★絓秀実編『知の攻略思想読本11 1968』作品社、2005/01、amazon.co.jp


前記イヴェント会場で販売していた関連書。「思想読本」の11巻目。


巻頭に置かれた絓秀美氏による序論「一九六八/一九七〇――そこで始まったこと」は、『革命的、あまりに革命的な』作品社、2003/05、amazon.co.jp)への補遺ともいえる文章。「『六八年』なるものの――正負を問わず――『核心』を見出し、なおかつ、それを現在にかかわるものとして把握するために、これまで同一の地平で考えられることの少なかった(ほぼ皆無といえる)『七・七』と『内ゲバ』を相互に連関するものとして捉える試みである」との由。


つづく座談会「「一九六八年」とは何だった/何であるのか?――一九六八年の脅迫」は、蓮實重彦氏、上野昂志氏との鼎談。雑誌『シネマ69』(1969)誌上で映画批評を書き始めた両氏に、鈴木清順問題(1968)とその前後の状況について語らせていて興味深い。蓮實氏は「六八年に政治的に起こった事柄は愚にもつかないと今でも思っている」としたうえで、絓氏に注文を出している。

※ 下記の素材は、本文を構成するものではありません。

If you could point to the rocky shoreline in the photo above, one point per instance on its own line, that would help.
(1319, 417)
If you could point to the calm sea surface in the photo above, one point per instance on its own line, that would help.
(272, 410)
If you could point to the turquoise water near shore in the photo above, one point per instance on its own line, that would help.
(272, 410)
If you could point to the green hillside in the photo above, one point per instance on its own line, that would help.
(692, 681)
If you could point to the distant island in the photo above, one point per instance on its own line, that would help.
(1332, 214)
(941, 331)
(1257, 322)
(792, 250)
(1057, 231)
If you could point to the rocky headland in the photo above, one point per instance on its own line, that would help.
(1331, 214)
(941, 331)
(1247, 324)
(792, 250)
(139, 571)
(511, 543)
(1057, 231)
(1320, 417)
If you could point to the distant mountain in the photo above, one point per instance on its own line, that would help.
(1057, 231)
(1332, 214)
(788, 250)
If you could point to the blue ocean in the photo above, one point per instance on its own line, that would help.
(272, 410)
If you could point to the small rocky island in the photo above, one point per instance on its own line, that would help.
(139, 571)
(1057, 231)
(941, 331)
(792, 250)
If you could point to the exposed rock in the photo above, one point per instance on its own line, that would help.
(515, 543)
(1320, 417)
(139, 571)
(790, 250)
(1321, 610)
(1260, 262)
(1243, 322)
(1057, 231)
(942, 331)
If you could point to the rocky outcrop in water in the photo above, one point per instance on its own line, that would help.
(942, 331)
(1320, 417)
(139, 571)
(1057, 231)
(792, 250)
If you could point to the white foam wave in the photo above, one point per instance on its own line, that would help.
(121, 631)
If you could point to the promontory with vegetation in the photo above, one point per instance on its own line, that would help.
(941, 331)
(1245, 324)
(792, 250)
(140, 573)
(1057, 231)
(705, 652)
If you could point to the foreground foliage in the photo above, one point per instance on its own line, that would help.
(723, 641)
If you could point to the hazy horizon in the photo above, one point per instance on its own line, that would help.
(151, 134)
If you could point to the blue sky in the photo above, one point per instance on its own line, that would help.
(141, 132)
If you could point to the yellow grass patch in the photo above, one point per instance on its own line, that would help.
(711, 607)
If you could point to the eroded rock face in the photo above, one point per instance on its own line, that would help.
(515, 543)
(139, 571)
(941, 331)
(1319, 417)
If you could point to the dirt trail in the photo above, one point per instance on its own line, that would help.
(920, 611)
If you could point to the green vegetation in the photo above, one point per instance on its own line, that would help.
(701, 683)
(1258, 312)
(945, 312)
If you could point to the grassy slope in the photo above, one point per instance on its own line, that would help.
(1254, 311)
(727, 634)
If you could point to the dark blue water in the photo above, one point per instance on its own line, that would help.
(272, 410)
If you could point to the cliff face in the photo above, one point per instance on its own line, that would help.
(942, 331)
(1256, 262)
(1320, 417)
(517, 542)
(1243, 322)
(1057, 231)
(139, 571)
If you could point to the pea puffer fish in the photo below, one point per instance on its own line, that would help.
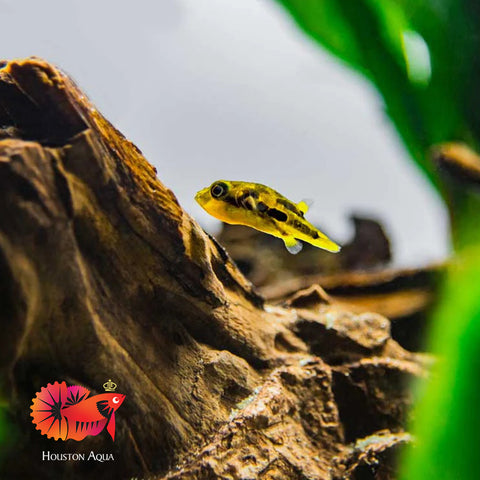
(260, 207)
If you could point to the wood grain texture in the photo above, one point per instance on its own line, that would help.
(103, 275)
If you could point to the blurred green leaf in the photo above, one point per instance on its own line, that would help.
(422, 55)
(447, 420)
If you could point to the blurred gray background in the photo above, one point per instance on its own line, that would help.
(212, 89)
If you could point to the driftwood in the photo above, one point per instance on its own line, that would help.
(103, 275)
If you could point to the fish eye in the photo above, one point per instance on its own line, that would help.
(218, 190)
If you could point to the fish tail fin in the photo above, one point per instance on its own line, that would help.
(326, 244)
(293, 245)
(111, 426)
(47, 414)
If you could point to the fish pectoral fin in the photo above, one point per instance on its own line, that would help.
(326, 244)
(293, 245)
(304, 205)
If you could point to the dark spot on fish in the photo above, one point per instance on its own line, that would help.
(277, 214)
(289, 206)
(230, 200)
(262, 207)
(247, 199)
(218, 189)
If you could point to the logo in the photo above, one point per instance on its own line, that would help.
(64, 413)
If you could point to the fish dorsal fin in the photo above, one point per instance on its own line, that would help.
(304, 205)
(293, 245)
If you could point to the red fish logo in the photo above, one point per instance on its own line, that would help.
(62, 412)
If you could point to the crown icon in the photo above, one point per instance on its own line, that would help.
(109, 386)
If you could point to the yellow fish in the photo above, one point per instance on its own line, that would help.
(262, 208)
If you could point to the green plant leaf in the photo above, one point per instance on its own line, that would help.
(447, 420)
(421, 55)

大衆消費社会の階級なき大衆をどのように――吉本さんと無関係に――とらえるか、ということが六八年が提起した課題で、未だに誰もやっておらず、私もできなかった問題なんです。大衆消費社会において、テレビにおける情報の伝達が、啓蒙などといった、いくつかの経なければならない経路を通り越して事態が進行している。それをどのように批判的に肯定するかが、おそらく六八年がそうとは意識しないで提起した最大の問題だと思う。そこを絓さんにやってもらいたいと思うんです。


以上二つの文章につづいて、「日本の六八年」「世界の六八年」と二つの部がつづく。


「日本の六八年」では、演劇、アート、映画、音楽、文学、現代詩、マンガ、政治思想といった分野別の論考とエッセイが一篇ずつ掲載されている。


「世界の六八年」では、アメリカ、フランス、ドイツ、イタリア、イギリス、東欧・ロシア、中国・台湾、ブラジル、アルゼンチン、中米の国地域別に一本ずつ論考が掲載されている。


前者(日本篇)はともかく、後者(世界篇)は勉強になる。


また、巻末には「ブックガイド」と「年表」がついている。ブックガイドの一言コメント(ほんとに一言)が、可笑しい(たとえば、サイード『オリエンタリズム』へのコメントは、「◆アメリカの竹内好?」。「?」ってネ、ああた)。